The strike action originally started in Sunday 1st November, by workers of state owned oil and gas company Petrobras, in protest to cuts and asset sales by the firm.
The strike is already the biggest the South American nation has seen for over twenty years, and has shut down much of the countries oil and gas infrastructure.
Talks were held Monday (9th Nov) between Brazil’s offshore oil and gas workers union FUP and state run Petrobras.
The FUP asked of an 18% pay rise for its members and gave Petrobras demands to stop asset sales and planned budget cuts mounting to around US$100 billion.
In a statement, the FUP said that their demands were “in defence of national sovereignty and that the company goes back to being the impulse for development of the country,”
Petrobras, who’s debts amount to over US$130 billion- the largest in the global oil and gas industry, have indicated that it has little room to move.
Slump In Production
According to the FUP, the strike has now spread to 49 offshore oil and gas platforms. Last week, the FUP said the number of platforms affected had reached 45, of which, 25 had been shut down completely, 8 producing with restrictions, whilst the remaining assets had been taken over by Petrobras’ contingency teams.

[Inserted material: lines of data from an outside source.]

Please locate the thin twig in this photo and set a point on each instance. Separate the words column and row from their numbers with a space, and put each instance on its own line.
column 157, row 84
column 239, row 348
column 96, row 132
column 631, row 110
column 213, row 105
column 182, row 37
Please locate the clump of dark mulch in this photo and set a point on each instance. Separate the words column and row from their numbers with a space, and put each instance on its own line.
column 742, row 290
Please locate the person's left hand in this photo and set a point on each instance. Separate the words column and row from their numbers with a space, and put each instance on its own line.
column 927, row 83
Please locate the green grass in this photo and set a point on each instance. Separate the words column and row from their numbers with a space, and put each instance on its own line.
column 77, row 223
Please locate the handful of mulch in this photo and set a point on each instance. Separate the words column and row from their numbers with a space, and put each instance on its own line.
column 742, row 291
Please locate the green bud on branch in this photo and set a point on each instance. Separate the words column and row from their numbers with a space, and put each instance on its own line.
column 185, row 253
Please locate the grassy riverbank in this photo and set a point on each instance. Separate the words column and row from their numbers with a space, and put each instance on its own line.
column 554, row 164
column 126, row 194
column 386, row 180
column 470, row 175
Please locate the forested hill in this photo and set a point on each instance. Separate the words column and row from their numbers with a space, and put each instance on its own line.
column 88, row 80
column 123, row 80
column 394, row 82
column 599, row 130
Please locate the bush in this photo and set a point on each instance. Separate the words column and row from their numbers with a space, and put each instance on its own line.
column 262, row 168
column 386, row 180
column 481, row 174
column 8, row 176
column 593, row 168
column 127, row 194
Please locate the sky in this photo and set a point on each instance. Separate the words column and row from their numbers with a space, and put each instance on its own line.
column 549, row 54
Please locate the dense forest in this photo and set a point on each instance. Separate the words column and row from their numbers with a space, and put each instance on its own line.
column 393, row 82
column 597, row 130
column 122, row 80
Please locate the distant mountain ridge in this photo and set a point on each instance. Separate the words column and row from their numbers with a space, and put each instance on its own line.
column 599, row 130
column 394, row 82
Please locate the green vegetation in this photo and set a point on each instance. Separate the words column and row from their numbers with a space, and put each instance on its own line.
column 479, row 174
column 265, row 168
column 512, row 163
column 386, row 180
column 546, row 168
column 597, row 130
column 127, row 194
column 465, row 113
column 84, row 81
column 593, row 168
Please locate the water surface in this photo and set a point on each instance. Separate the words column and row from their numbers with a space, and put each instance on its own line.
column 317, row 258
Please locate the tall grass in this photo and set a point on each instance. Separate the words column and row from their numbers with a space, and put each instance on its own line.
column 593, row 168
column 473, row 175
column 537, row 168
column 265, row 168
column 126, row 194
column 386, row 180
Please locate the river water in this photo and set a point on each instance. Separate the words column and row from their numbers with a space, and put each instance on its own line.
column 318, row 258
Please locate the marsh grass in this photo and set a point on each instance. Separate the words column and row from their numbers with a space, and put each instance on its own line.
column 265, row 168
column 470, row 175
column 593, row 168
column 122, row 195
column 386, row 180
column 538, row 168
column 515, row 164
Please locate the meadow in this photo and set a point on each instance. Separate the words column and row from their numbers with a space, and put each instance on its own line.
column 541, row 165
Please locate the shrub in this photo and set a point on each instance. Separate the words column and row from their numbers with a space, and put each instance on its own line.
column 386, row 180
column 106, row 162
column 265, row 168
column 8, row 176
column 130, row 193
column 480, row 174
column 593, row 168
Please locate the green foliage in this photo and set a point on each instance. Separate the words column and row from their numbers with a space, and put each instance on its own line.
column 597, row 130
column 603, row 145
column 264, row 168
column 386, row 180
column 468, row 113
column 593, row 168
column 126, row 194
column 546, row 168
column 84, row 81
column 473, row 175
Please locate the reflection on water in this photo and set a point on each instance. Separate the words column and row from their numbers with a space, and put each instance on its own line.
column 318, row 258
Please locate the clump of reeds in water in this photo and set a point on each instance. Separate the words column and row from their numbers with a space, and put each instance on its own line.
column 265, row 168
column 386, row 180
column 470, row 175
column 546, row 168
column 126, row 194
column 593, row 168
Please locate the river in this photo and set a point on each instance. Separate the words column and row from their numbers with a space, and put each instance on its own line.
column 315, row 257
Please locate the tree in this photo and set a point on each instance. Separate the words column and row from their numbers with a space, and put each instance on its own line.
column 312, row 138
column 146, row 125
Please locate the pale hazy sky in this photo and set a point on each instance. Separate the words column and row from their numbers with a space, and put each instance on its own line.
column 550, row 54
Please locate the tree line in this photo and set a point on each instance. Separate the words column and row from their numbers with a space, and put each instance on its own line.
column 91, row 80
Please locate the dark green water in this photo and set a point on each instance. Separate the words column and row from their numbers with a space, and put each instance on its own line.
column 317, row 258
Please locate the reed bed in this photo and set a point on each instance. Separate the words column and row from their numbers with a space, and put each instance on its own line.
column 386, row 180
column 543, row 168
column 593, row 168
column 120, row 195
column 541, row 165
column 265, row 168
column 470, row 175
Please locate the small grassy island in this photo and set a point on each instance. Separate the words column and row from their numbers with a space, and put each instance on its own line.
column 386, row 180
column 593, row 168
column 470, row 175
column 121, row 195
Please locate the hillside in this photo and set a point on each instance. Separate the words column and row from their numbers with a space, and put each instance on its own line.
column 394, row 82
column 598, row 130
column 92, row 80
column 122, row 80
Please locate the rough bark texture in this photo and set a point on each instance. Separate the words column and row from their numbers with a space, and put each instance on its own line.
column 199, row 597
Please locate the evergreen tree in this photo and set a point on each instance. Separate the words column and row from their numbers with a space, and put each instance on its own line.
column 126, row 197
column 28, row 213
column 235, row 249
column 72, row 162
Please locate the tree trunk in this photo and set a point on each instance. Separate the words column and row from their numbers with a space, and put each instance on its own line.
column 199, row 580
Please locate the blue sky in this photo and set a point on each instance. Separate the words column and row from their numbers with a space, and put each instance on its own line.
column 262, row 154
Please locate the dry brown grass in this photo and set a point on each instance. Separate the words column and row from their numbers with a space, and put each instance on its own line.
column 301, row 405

No further details has been given as the the production state of the latest figure of 49. The strike has also shutdown 11 onshore refineries.
According to Petrobras, this has reduced their daily production by 115,000 barrels of oil per day, however analysts put the figure much closer to towards the FUP’s quotes of around 400,000 barrels of oil per day.
Many analysts have now made comments as to whether Brazil will start to face domestic shortages of fuel if the strike action continues much longer.
Both parties are set to meet at the negotiating table again Tuesday (10th Nov), to try and hammer out a solution, although with debts of US$130 billon to pay off, and either side currently unwilling to give ground, the strike seems set to carry on.